Actualités :: Affaire Hermann Yaméogo : le sens de l’honneur

Les mêmes causes produisent toujours les mêmes effets. Et pour Hermann Yaméogo, l’heure de la véritable introspection a sonné. A chaque fois que le politicien Hermann Yaméogo a trahi une cause, sa famille politique s’est lézardée, laissant transparaître les laideurs de l’autocratie et de la dictature érigées en système de gouvernance personnalisée. Avec la démission de son frère cadet, Salvador Maurice Yaméogo de l’Union nationale pour la démocratie et le développement (UNDD), la saga des ruptures douloureuses continue.

Face à une situation politique nationale cornelienne, aussi dramatique que celle que nous vivons, chacun a le droit de faire son choix en toute liberté.

Entre l’honneur de sa famille, sa patrie et la complicité coupable de principe et de sang pour haute trahison, Salvador Maurice Yaméogo a tranché. Certes dans la douleur, mais il a choisi son camp. Celui de l’honneur de sa famille et de sa patrie.

Pendant qu’un Yaméogo en l’occurrence Hermann, sillonne les capitales de pays qui sont hostiles au Burkina (Angola, Togo, Côte d’Ivoire, Guinée, Mauritanie...) depuis quelques années déjà, pour « casser » du pays des Hommes intègres et livrer sa patrie à la vindicte internationale, salissant du coup la mémoire de son père, premier président du Burkina Faso indépendant, un autre Yaméogo, notamment Salvador Maurice, en « sauveur » et pour l’honneur bafoué de la famille et de la nation que son père a porté sur les « Fonts baptismaux » dit à haute voix, non ! Non à l’aventurisme politique ! Non aux méthodes putschistes ! Non aux dérives autocratiques !

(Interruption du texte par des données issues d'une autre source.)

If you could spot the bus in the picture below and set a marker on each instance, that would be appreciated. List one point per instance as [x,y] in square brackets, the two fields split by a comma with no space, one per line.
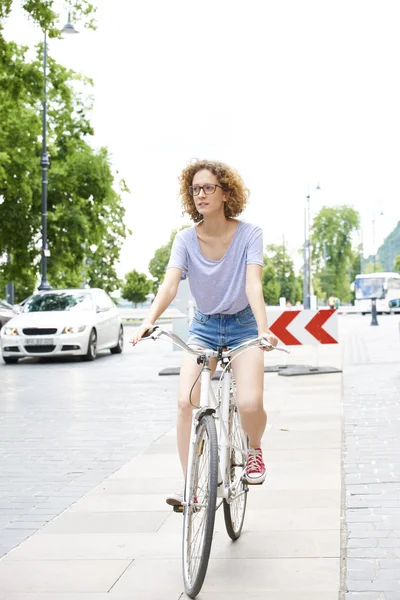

Ainsi, Salvador Maurice Yaméogo réjoint l’ensemble des patriotes qui dénoncent les égarements graves et regrettables d’un compatriote, qui a des devoirs vis-à-vis de son peuple en sa triple qualité de fils de président, d’homme politique et d’élu national au parlement burkinabè. Ce courage politique, doit servir la mémoire collective. C’est une gifle magistrale que Salvadore Maurice Yaméogo vient d’administrer à la classe politique burkinabè, particulièrement à l’opposition dite « R16 » et surtout au groupe parlementaire « Justice et démocratie ».

En se hissant au-dessus des liens de sang et certainement des dividendes qu’il aurait pu tirer d’un hypothétique succès de son frère aîné en politique, Salvador Maurice Yaméogo s’attaque à une méthode, à la volonté d’accéder au pouvoir par la courte échelle au risque d’ébranler l’unité nationale et non à un homme. C’est dans cet esprit que l’ensemble de la classe politique nationale devrait réagir devant une cause patriotique.

Salvador Maurice Yaméogo a compris que ces « opposants tube digestif » qui tentent de hisser très haut, son frère aîné, le font pour mieux le faire tomber afin qu’il ne puisse plus se relever politiquement. Ces « opposants » peuvent-ils prétendre défendre la cause de Hermann Yaméogo mieux que son frère cadet ?

L’opposition politique burkinabè a manqué une opportunité pour faire comprendre à l’opinion nationale qu’elle n’est pas une opposition opportuniste et suiviste. Elle n’a pas été solidaire avec son peuple qui souffre de l’arrogance et de la xénophobie de certains présidents tel que Laurent Koudou Gbagbo qui considère un Burkinabè moins que rien. Pire, elle n’est pas logique avec elle-même.

Si Hermann Yaméogo était vraiment le politicien de l’opposition qui peut raffler démocratiquement le trône présidentiel à Blaise Compaoré, pourquoi est-elle à la recherche de trois candidatures au plus pour la présidentielle de 2005 ? Pourquoi ne pas imposer en son sein une candidature unique en proclamant celle d’Hermann Yaméogo ? En vérité, ces opposants sont les militants du tout sauf Hermann (TSH). Arrêtons donc d’amuser la galerie !

C’est la reconnaissance du Burkina à exister en tant qu’Etat souverain, égal en droit à tout autre Etat fut-il la Côte d’Ivoire, la Guinée, la Mauritanie... qui est en jeu. Si Hermann Yaméogo emporté par la haine ne l’a pas compris, une partie de l’opposition politique ne devrait pas l’encourager dans cette voie de la traîtrise. Puisse le « sacrifice » de son frère de sang lui servir de leçon et le ramener à la raison et à l’humilité. Car avec Salvador Maurice, l’honneur des Yaméogo (descendants du président Yaméogo) est sauf, mais celui d’Hermann reste entaché du sang de ces Burkinabè morts pour le simple fait d’être des Burkinabè en Côte d’Ivoire.

Saura-t-il un jour laver cet honneur terni ? Rien n’est impossible.